In Planning we urgently need the SG Planning Review to speedily require a “ePlanning Code of Professional Good Practice” to address the way many Council’s fail to place ALL emails & correspondence on-line. The lack of transparency seeks to hide a multitude of issues - and ultimately undermines the whole planning process.
Also - SG should tackle the way Council’s increasingly kick FOI requests towards being “EIR” (Environmental Information Regulations) requests - mainly so they can try and charge for the info. Yet very few (if any??) Council’s actually voluntarily publish extensive Environmental Data proactively - which is a key part of implementing EIR requirements.
The Holyrood motion has now got cross party backing, so it’s eligible for debate.
The Scottish Parliament has now confirmed that there will be a debate after 5pm on Tuesday 13 June on the motion by Labour MSP Neil Findlay expressing “great concern” about the joint letter from 23 journalists criticising the handling of freedom of information requests by the Scottish Government. The motion has so far been supported by two Conservative MSPs, Adam Tomkins and Jamie Greene, the Liberal Democrat MSP Tavish Scott, the Green MSP Andy Wightman, and eight Labour MSPs.
Is it just me? I look at the profile of Scottish “journalism” and am horrified at its openly anti-SNP position. No balance…virtually all pro-Union, with any excuse sufficient to attack the Government and daily attempts to undermine them…
I have no problem with justified criticism and believe Governments should be held to account… I’m just not convinced that biased “journalists” are the champions I would choose to act on behalf of the public.
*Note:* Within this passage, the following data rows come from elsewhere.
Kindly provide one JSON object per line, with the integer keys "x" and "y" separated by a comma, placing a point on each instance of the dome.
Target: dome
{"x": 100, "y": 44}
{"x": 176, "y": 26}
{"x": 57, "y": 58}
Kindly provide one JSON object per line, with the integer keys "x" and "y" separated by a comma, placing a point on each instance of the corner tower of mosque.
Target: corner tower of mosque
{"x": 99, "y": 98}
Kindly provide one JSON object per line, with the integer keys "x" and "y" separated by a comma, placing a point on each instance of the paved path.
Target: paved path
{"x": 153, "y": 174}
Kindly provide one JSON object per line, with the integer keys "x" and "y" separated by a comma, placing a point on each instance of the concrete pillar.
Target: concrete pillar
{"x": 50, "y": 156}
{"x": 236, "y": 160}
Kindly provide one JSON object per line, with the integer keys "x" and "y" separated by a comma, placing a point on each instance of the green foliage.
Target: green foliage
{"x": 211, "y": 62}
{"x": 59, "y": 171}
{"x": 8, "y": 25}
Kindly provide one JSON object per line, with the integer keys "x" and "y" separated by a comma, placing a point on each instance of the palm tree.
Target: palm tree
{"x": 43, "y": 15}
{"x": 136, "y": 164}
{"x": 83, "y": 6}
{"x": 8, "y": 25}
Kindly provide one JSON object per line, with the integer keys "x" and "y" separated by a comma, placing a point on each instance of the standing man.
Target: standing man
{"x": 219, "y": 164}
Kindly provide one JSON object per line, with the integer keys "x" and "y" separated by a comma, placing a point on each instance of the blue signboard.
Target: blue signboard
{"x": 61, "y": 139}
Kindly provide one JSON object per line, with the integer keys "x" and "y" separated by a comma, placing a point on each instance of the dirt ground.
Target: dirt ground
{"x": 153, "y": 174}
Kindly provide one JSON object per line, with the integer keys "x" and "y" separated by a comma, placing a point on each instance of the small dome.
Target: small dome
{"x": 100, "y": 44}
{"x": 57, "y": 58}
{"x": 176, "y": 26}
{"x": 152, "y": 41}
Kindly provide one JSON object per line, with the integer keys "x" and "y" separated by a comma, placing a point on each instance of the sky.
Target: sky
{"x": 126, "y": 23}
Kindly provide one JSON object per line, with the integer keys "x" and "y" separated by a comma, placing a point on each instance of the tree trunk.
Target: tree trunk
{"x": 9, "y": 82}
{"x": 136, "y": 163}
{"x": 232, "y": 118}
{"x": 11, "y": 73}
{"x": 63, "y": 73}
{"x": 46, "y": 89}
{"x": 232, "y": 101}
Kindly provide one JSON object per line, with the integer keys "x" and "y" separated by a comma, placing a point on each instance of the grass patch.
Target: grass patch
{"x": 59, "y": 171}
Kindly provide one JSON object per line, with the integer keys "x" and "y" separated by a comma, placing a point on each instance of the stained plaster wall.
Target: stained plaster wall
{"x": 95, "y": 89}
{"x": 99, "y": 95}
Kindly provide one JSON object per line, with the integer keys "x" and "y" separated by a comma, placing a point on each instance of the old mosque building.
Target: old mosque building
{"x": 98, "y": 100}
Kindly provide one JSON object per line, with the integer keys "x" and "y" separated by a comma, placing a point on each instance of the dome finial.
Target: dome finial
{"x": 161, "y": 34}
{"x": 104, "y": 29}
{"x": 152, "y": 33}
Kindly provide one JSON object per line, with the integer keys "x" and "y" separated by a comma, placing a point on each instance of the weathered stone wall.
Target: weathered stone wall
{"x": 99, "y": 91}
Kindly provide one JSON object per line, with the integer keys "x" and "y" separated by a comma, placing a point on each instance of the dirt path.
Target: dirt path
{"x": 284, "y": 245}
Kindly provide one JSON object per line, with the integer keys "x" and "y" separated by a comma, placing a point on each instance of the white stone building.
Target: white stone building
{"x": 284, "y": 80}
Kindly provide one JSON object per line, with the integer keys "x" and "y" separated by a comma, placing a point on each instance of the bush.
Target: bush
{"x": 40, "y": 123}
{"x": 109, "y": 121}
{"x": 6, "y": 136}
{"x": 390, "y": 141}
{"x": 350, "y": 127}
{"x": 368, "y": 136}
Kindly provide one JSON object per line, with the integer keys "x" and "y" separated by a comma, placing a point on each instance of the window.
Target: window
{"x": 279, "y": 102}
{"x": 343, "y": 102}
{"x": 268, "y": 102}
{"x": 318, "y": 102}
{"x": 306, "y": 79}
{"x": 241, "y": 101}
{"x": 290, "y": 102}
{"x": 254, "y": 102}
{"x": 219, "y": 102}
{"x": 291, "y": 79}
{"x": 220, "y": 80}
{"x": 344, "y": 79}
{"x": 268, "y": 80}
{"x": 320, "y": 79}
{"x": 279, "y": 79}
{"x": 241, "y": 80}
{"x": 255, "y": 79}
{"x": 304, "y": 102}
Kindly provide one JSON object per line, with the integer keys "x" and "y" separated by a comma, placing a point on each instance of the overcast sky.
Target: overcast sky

With the “spin” and innuendo evident on a daily basis, and the vast majority following the political leaning of their publication’s owner - anti-independence and anti-SNP…
Championing the cause of FOI should be the role of the Scottish Information Commissioner, who can at least rightly claim to be unbiased and therefore present as much more credible.
As for the legislation? Use it… The powers of Review and Appeal are there. I know I’ve used them to good effect… I’ve also seen lazy “journalists” whining about FOI and how the public sector should be doing their work for them and safe to say, it never impressed me one bit… And I saw many, many journalist requests in my time in the public sector between 2001-13
Sadly, this sounds more like political point scoring dressed up as “justified criticism” in yet another SNP bad story…but I am sure that’s not the case
There’s a report in journalism.co.uk in advance of the Scottish Parliament debate on freedom of information and the Scottish Government:
The official report of the debate in the Scottish Parliament on 13 June 2017 on journalists’ concerns about the Scottish Government’s approach to freedom of information can be found here:
The Open Government Network for Scotland has published an open letter, backed by a range of voluntary sector signatories, calling on the Scottish Parliament Post-legislative Scrutiny Committee to investigate the operation of Freedom of Information legislation in Scotland.
In the letter they say that a range of stakeholders have raised issues with the operation of FOI laws and suggest that: “These concerns are at a sufficient level, and represent a significantly wide array of society that we believe the Freedom of Information (Scotland) Act 2002 should be examined by the Scottish Parliament’s Public Audit and Post-legislative Scrutiny Committee.”
You can read the whole letter at this link.
Mr Singer has obviously never experienced the practical difficulties of trying to get basic info out of public bodies. Where is the “proactive publishing of info” that the Commissioner recommended? And failing to take minutes of meetings is simply unprofessional!